By Nick Cocalis, Co-Founder and Missions Director

Do you ever wonder if your short-term mission trip really made a difference?  Would it shock you to hear, that as a short-term missions organization, we have thought the same thing?

The truth is we, at Next Step, think it’s a great question.  Over the last year, it’s a question we have been wrestling with. But through the questions and the struggle, God has pushed us to grow and evolve as a ministry.

This month, we are excited to not only launch a new website, but also a new vision for Next Step: a commitment to create an organization where short-term missions collide with long-term community development.

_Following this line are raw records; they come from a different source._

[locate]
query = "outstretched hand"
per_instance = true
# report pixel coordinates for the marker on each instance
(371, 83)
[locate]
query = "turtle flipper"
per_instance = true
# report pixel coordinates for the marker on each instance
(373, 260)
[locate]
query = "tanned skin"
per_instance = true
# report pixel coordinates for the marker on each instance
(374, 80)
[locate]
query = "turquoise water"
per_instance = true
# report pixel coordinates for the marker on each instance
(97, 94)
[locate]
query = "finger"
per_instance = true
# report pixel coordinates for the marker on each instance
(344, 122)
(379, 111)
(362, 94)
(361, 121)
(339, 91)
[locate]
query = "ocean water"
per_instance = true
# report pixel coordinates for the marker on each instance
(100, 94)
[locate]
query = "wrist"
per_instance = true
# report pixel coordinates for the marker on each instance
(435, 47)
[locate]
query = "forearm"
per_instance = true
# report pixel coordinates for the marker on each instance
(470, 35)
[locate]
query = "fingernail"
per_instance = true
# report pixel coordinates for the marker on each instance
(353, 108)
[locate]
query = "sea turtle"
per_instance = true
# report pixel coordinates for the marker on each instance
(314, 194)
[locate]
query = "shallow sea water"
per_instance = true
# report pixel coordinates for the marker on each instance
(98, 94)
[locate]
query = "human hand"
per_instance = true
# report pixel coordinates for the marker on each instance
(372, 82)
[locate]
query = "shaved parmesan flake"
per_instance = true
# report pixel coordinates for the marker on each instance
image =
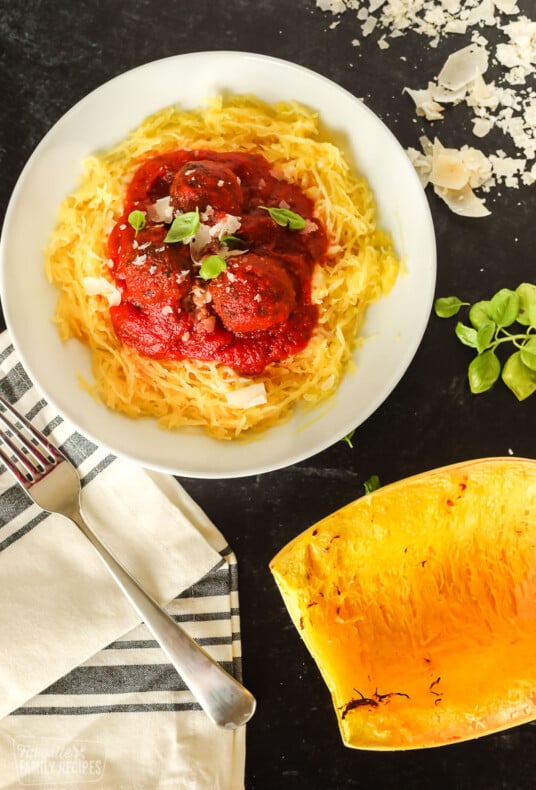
(161, 210)
(462, 67)
(247, 397)
(454, 173)
(425, 104)
(463, 201)
(100, 286)
(505, 105)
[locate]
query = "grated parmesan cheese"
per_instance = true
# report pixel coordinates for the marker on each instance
(100, 286)
(247, 397)
(506, 104)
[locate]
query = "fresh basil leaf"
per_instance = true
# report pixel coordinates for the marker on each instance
(479, 314)
(504, 307)
(183, 227)
(211, 267)
(527, 353)
(466, 334)
(527, 304)
(484, 336)
(285, 217)
(518, 377)
(447, 306)
(372, 484)
(137, 220)
(483, 372)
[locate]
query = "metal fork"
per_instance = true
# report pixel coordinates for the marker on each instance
(50, 479)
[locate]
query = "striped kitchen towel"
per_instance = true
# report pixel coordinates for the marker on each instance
(87, 697)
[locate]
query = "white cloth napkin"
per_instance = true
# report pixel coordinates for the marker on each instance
(86, 694)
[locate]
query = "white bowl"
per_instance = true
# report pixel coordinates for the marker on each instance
(395, 324)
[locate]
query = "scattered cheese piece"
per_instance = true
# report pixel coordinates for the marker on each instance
(100, 286)
(462, 67)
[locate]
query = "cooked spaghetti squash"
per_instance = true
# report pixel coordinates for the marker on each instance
(418, 603)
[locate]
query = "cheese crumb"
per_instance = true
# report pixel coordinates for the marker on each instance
(100, 286)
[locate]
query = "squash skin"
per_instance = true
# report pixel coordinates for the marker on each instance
(418, 603)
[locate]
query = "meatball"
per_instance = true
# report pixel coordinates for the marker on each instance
(151, 272)
(204, 183)
(253, 294)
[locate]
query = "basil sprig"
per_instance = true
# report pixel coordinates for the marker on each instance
(137, 220)
(212, 266)
(372, 484)
(508, 317)
(183, 227)
(285, 217)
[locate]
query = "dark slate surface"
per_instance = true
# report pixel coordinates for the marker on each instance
(54, 53)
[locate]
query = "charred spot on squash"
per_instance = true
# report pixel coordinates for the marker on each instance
(428, 587)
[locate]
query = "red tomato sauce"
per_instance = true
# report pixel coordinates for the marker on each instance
(257, 310)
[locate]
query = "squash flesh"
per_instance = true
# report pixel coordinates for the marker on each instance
(418, 603)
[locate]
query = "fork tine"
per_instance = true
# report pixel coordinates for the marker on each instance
(26, 444)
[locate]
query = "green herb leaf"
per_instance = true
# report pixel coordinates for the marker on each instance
(137, 220)
(183, 227)
(466, 334)
(371, 484)
(211, 267)
(484, 336)
(231, 240)
(483, 372)
(285, 217)
(518, 377)
(348, 438)
(479, 314)
(527, 353)
(504, 307)
(447, 306)
(527, 304)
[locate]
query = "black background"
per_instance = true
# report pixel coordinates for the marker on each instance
(51, 55)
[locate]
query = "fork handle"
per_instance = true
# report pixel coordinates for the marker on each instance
(225, 701)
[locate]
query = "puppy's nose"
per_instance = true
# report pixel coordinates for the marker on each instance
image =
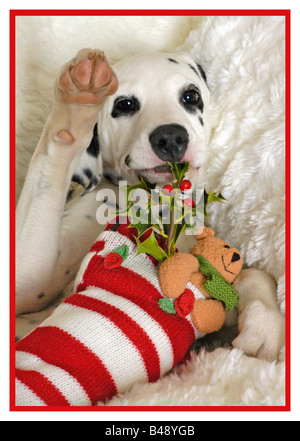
(169, 142)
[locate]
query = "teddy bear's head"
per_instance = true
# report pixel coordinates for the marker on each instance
(224, 258)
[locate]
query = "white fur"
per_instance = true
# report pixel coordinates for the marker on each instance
(244, 60)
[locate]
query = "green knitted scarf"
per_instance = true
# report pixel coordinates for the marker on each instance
(216, 285)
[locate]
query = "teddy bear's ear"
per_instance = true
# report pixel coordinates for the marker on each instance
(204, 232)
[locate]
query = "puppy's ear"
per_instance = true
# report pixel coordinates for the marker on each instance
(204, 233)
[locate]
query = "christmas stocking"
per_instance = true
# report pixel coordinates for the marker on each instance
(113, 332)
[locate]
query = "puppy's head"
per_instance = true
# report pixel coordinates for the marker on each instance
(159, 114)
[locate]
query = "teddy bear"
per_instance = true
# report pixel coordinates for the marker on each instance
(211, 266)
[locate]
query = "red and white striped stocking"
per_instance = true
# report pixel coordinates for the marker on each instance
(107, 336)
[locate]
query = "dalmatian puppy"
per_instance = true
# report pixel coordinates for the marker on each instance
(111, 125)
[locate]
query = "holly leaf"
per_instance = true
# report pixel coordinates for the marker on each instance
(141, 227)
(123, 251)
(167, 305)
(179, 169)
(150, 246)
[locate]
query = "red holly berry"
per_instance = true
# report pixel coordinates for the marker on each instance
(113, 260)
(189, 202)
(185, 185)
(184, 303)
(168, 190)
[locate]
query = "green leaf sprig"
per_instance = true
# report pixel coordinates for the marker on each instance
(163, 204)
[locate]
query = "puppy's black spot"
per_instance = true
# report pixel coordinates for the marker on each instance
(202, 73)
(94, 147)
(88, 173)
(78, 179)
(110, 178)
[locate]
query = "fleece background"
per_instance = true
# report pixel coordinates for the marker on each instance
(244, 58)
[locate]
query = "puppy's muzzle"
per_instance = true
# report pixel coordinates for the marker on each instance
(169, 142)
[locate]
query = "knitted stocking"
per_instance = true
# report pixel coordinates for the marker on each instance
(109, 335)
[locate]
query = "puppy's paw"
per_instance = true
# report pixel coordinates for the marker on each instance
(87, 79)
(261, 331)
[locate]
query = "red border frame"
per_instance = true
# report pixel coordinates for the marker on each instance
(109, 12)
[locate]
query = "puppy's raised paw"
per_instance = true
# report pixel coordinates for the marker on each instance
(87, 79)
(261, 331)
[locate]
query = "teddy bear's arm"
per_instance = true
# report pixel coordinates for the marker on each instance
(198, 279)
(175, 273)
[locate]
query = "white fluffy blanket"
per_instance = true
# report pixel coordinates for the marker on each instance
(244, 58)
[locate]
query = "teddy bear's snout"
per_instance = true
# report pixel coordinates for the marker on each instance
(235, 257)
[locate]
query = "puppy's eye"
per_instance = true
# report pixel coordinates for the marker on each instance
(124, 106)
(190, 97)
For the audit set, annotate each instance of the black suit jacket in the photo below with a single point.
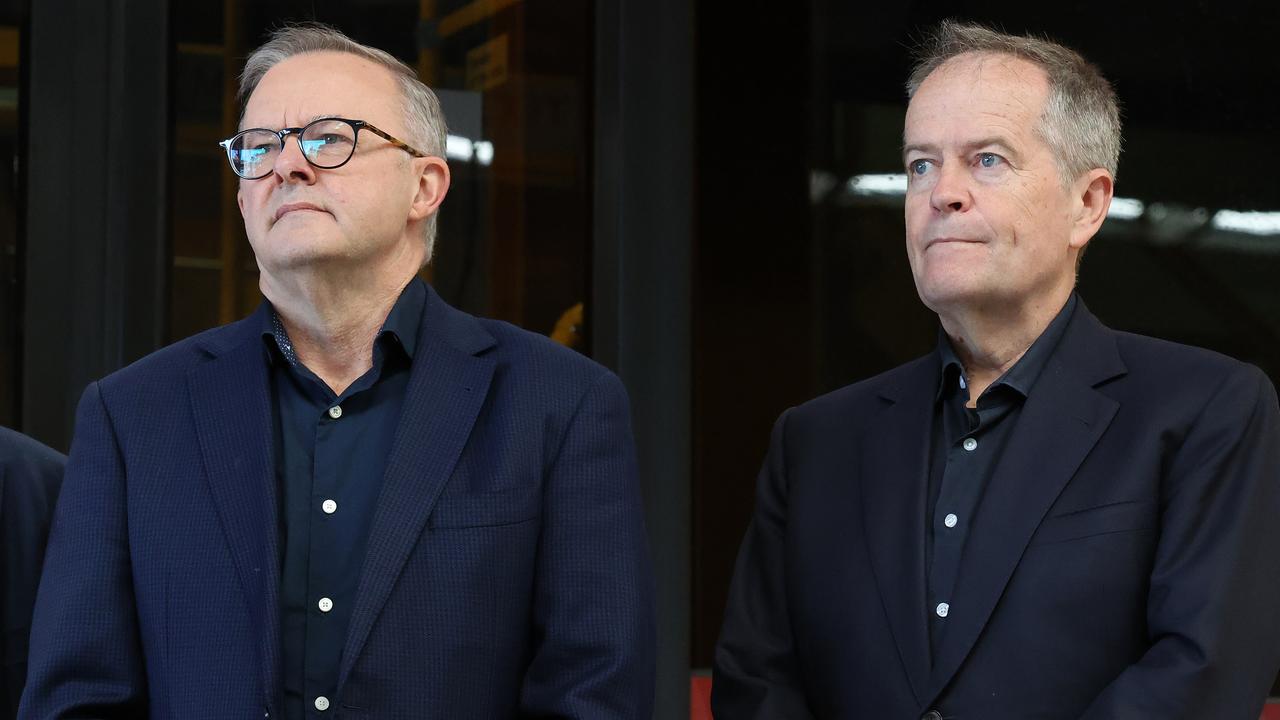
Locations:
(1124, 561)
(30, 478)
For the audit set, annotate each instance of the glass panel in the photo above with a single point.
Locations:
(10, 242)
(515, 82)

The Problem:  For the last 100 years, short-term mission trips have been exactly that: short-term.  The truth of the matter is that for most mission organizations like us, the ‘success’, revenue, and future relies on short-term participants.  So naturally, organizations like Next Step dump a majority of their resources and time into those short-term trips.  Now don’t get me wrong, this creates countless individual success stories.  It creates great short-term trips, which in turn fosters new relationships with Christ, much needed service projects, new friendships, glimpses of hope, seeds for future long-term missionaries… the list goes on.  However, the question still remains, how sustainable are these trips?  Are we empowering the communities that we serve alongside?  Are we working ourselves ‘out of a job’ in the communities we’re in?  Is each community better off at the end of the day because of our trips?

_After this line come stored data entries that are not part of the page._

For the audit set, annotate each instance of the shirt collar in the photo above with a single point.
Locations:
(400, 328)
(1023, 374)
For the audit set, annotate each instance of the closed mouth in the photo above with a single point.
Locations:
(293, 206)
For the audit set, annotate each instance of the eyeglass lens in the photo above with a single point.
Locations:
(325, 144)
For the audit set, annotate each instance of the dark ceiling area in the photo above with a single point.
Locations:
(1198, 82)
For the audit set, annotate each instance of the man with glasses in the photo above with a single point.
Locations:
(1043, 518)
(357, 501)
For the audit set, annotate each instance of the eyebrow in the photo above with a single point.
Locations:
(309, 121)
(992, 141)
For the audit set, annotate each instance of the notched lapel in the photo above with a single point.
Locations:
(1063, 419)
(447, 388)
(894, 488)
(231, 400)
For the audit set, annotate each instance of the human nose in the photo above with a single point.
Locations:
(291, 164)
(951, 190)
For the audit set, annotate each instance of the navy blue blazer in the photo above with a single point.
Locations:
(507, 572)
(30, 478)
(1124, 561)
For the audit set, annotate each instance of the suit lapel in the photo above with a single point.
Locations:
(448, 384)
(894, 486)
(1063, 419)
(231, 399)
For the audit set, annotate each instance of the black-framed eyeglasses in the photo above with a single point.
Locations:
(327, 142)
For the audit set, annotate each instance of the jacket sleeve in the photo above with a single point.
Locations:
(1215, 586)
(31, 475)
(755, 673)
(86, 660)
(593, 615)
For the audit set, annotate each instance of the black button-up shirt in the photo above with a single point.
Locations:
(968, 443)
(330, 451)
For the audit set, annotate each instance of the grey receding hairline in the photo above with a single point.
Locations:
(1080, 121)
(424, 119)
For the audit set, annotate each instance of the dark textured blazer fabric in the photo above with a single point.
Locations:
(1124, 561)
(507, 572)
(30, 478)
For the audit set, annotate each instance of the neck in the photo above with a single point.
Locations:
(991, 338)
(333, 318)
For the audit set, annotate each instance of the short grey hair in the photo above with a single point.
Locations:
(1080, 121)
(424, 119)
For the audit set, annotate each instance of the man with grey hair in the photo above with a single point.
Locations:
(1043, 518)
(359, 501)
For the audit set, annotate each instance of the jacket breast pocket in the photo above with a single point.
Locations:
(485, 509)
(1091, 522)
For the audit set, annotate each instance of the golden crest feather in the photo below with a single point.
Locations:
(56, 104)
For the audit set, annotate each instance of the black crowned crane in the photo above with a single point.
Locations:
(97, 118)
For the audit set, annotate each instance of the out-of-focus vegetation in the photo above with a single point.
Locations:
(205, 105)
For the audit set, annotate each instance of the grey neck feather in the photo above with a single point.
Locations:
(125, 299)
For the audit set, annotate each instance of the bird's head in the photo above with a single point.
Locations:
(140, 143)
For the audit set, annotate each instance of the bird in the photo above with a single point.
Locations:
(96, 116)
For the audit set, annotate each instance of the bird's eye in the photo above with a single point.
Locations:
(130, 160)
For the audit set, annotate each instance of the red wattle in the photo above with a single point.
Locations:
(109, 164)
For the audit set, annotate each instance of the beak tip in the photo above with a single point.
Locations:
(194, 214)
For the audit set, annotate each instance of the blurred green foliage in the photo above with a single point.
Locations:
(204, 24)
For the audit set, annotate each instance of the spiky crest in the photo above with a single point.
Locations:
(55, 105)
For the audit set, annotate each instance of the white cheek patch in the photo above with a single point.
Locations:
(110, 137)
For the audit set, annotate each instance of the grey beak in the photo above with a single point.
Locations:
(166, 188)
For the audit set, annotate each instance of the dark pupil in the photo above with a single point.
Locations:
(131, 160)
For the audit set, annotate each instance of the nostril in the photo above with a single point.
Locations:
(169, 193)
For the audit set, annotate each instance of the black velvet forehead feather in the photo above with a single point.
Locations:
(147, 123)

The Solution:  After a lot of prayer, conversation, and questions, the solution to us seemed pretty simple: put the same amount of time and resources into developing the communities we serve in as we simultaneously facilitate the short-term trips.  We have a vision to lead an organization that works from the inside out, where our dedication starts with community leadership, listening, humility and investment in the communities we partner with.  An organization that empowers the communities we are in to serve well beyond our short-term trips.  The coolest thing is, as we balance our investment into each community, our short-term trips will only get better.  A short-term mission experience will transform from ‘serving a community’ to ‘serving with a community’.

What it looks like:  Along with the new look and feel of this website, we pray that you begin to tangibly see a new look and feel of what God is doing in this ministry.  Whether you’re going a mission trip, or just reading this blog and thinking about missions, we hope that you feel apart of a movement where short-term mission trips collide with long-term community development.  Next Step is changing the way we ‘do mission trips’.  It’s our goal to have community leadership teams in the communities we serve that select the short-term projects.   We are supporting more and more full-time Next Step staff to serve year-round in the places we lead trips.

We are making an effort to partner with the local church, in order to intentionally connect the families we are working on a home with, to follow-up programs and discipleship long after our short-term trips are done for the summer.  This addresses the spiritual needs of the community much beyond what Next Step is able to accomplish in one summer. To support programs such as this, we recently founded a new nonprofit called the Next Step Foundation. This has been created to continue work in communities that our short-term trips can’t address (NS Foundation blog post coming soon).

We haven’t always done mission trips the right way, and for that, we’re sorry. We will be the first to admit that we will make more mistakes in the future. But Next Step is excited for this new chapter.  A chapter committed to responsible missions.  A chapter with a vision to change what a short-term missions experience can be not only for the students, but for the communities we are serving with.